DataStage DataSet usage in a grid environment

pneumalin · Post by **pneumalin** » Wed Mar 09, 2011 5:27 pm

My Apology if I double post this topic by accident, since I cannot find mhy first post a while ago..
>>>>>>>>>>>>
Dear Friend,
I wonder if anyone can advise the best practise of using DataSet in a grid environment. My intitial question here is how do I create and maintain a persistent DataSet in a grid environment?
For instance, I have a DS job created a dataset in 10 nodes for yesterday's job run, but in today's job run there are only 8 nodes are available from Resource Manager's response and therefore the configuration file of 8 nodes is dynamically generated for today's run. How can the DS job in today's run READ the DataSet created by yesterday's run that splitted into 10 nodes? Appreciated if anyone can comment on it if you ever encountered this scenario and found a best way to deal with it. Thanks advanced!

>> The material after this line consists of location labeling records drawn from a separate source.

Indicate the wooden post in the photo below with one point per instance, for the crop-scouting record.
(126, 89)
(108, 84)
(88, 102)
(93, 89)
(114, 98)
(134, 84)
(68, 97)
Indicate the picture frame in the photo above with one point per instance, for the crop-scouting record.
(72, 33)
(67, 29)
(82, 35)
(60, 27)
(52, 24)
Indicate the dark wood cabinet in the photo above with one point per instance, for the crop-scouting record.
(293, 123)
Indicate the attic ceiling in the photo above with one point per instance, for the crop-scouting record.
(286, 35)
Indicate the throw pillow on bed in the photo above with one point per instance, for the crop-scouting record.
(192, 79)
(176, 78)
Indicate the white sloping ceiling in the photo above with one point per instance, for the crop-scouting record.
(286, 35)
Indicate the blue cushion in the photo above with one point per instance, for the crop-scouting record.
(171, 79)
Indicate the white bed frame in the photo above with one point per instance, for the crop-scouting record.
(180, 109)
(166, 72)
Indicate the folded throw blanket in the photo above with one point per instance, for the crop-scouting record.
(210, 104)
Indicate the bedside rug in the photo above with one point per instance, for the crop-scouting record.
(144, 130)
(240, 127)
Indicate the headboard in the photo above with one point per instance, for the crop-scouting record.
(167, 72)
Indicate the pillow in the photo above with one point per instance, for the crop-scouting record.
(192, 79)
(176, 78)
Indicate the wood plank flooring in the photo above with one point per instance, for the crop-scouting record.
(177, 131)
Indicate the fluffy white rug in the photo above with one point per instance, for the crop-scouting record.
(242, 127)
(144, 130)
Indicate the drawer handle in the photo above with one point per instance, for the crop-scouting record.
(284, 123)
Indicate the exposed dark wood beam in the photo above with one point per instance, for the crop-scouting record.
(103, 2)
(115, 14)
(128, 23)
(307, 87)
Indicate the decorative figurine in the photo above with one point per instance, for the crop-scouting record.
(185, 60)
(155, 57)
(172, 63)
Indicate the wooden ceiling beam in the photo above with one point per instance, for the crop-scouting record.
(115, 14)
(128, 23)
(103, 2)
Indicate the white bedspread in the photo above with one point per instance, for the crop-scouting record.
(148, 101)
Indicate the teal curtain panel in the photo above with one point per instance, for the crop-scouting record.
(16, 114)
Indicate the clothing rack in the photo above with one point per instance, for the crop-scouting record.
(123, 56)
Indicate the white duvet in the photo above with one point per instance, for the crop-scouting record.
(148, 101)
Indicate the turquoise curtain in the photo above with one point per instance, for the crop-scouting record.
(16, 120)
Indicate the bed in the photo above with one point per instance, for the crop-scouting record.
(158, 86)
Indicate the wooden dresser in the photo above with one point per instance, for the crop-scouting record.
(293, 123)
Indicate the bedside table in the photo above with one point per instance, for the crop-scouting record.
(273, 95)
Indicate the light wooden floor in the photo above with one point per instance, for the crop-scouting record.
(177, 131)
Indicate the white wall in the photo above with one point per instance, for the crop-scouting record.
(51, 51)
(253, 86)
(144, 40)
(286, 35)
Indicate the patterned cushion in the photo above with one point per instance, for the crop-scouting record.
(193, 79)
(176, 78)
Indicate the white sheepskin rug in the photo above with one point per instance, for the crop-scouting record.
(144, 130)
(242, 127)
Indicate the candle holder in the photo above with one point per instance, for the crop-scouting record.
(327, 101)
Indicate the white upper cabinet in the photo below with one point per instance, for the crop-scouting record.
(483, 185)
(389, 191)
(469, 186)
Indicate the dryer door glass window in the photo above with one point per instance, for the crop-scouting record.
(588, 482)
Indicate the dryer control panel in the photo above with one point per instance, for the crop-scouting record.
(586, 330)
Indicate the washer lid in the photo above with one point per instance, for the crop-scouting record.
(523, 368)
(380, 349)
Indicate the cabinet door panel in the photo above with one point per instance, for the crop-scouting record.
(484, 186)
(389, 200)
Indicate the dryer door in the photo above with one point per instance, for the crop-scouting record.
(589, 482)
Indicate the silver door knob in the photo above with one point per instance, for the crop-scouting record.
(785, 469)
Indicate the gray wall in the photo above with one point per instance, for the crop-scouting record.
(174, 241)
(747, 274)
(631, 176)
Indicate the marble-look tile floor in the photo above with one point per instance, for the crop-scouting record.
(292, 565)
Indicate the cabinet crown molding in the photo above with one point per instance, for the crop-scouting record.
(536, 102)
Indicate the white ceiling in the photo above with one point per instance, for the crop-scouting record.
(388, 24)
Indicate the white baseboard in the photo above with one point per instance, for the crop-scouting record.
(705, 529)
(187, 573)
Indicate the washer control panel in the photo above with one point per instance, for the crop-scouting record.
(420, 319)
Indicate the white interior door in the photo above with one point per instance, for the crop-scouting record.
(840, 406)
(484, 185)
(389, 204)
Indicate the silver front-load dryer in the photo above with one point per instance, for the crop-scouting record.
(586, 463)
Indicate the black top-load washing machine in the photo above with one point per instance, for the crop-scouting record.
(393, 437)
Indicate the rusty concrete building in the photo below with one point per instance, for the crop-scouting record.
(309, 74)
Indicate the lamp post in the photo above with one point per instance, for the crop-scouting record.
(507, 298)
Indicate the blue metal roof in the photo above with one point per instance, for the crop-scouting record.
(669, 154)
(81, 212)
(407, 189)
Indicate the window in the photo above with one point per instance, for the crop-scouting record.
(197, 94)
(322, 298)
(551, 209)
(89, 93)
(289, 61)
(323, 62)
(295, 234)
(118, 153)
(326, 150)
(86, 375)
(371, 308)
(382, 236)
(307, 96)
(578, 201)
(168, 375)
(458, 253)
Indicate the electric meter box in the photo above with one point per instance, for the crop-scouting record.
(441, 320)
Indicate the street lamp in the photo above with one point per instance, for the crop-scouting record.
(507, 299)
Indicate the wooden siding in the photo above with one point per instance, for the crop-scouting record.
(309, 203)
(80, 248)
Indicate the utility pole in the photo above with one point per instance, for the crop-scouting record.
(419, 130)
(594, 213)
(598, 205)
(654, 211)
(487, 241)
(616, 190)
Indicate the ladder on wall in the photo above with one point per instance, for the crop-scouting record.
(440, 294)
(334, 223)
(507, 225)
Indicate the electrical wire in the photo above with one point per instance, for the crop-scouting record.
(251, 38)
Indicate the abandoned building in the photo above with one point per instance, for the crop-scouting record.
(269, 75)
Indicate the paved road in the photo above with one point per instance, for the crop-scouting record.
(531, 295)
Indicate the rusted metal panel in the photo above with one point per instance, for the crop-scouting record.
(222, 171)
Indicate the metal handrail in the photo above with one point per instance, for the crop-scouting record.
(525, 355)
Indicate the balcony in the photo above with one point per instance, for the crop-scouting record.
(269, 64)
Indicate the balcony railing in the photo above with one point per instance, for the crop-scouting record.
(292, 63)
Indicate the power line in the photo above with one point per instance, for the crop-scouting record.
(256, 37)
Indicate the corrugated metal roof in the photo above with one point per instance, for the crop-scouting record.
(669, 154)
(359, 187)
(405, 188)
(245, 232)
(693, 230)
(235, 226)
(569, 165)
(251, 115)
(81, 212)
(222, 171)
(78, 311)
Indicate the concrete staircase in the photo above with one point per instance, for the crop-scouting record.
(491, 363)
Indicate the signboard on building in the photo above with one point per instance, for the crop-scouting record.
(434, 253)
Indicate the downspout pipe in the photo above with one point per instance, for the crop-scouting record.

jwiles · Post by **jwiles** » Wed Mar 09, 2011 7:06 pm

For IS 8.1 and above, set the environment variable LOADL_PROCESSOR_LIST=1.

For IS/DS <8.1, your config file needs to include read-only partitions (that are not used as compute partitions--usually by removing the default node pool "" for the read-only nodes, while leaving it in for compute nodes) and node names should match those contained within the config file which created the dataset.
This will also work for 8.1+ in lieu of using LOADL_PROCESSOR_LIST

Regards,

lstsaur · Post by **lstsaur** » Wed Mar 09, 2011 7:14 pm

First, let me clarify how does Resource Manager work in a grid env. If your job's parameter (GRID_NODES) requests for 10 nodes, the Resource Manager will not release your job unless 10 nodes are available. So, it's incorrect as you said that today's job run on 8 nodes because it has only 8 nodes available. If you need to read your datasets created by yesterday's run (10 nodes), your job's parameters must have the exactly the same values as yesterday's run.

jwiles · Post by **jwiles** » Wed Mar 09, 2011 8:01 pm

Some resource managers have the capability and may be configured to return fewer resources than requested if the requested is not available at submission time. In that situation, you will need to use one of the methods mentioned previously in order to process the full dataset.

Regards,

pneumalin · Post by **pneumalin** » Wed Mar 09, 2011 9:19 pm

Many thanks to your comment, it's very infromational! Let me re-phrase my question as followings to clarify some of my doubts:
If I set GRID_NODES=10 yesterday and created dataset in node 1 to 10. For today's run, I still set GRID_NODES=10. But the Resource Manager returns me node 1 to 8, 11, and 12 since node 9, 10 are not available. What would happen in this scenario? Would LOADL_PROCESSOR_LIST=1 be the best practice to deal with DataSet management in Grid?

Since I just went through the Deploying Grid Solution redbook and have not dived into the DataStage Grid implementation details yet, appreciated if you can advise me which documentations might reveal all the environment varaible settings such as GRID_NODES and LOADL_PROCESSOR_LIST. Thanks again!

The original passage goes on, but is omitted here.